Wanneer de Grieken uit de eurozone verwijderd zouden worden of als ze hier zelf uit zouden stappen, heeft dit dan ook verstrekkende gevolgen hebben voor de NAVO en de internationale veiligheid?
Griekenland heeft altijd een zeer sterke focus op defensie gehad, voornamelijk voortkomend uit de Turkse, in Griekse ogen vijandelijke, aanwezigheid op het eiland Cyprus en de dreiging en spanning die dit voortdurende conflict met zich meedraagt. Ondanks het gezamenlijke lidmaatschap van de NAVO, een lidmaatschap dat eigenlijk een ‘niet aanval’-garantie geeft tussen de twee landen, wordt er nog steeds een werkelijke dreiging gevoeld. Dit gevoel van dreiging en de eventuele bedreiging van het Griekse grondgebied, legitimeren de grote defensieve macht – de derde van Europa – waarin men blijft investeren. Zo werd in 2010 2,9% van het BNP uitgegeven aan defensie en deze uitgaven stegen in 2011 zelfs tot 3,2%. Ook nu, in tijden van bezuinigingen en noodhulp vanuit de Europese Unie, blijft Griekenland geld spenderen aan haar defensie, hoewel de meeste contracten bevroren zijn door de Griekse overheid zal een deel van de volgende tranche noodleningen besteed worden aan nieuwe helikopters, fregatten en onderzeeboten, Deze zullen overigens wel van Europese makelaardij zijn.
En hoewel er veel kritiek hierop bestaat vanuit zowel de overige Europese lidstaten, die naar eigen zeggen dit indirect financieren, en vanuit de Griekse bevolking, die zwaar te lijden heeft onder de economische malaise, is het verweer van de Griekse minister van Buitenlandse Zaken Droutsas: ‘Of we het leuk vinden of niet, Griekenland is het verplicht om een sterk leger te hebben.’
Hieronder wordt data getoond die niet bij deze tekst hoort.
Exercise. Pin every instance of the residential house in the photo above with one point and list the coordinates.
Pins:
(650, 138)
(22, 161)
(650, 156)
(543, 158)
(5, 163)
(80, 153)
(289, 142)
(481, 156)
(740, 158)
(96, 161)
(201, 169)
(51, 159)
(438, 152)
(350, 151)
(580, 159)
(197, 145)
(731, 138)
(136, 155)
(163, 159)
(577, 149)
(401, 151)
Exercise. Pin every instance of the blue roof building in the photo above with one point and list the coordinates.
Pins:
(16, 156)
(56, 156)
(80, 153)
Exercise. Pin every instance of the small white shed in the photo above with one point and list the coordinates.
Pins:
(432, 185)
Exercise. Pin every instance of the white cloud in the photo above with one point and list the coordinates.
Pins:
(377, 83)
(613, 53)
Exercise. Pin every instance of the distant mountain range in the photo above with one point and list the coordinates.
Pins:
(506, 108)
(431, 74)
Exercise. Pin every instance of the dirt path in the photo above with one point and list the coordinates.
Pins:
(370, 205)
De ethische aspecten en problemen van deze opmerking en de moeilijke situatie waarin de Griekse bevolking zich bevindt, erken ik zeer zeker maar leg ik in dit artikel naast me neer. Het gaat mij meer om de politieke effecten van deze militaire uitgaven en het spill-over effect van een eventuele exit van Griekenland uit de eurozone.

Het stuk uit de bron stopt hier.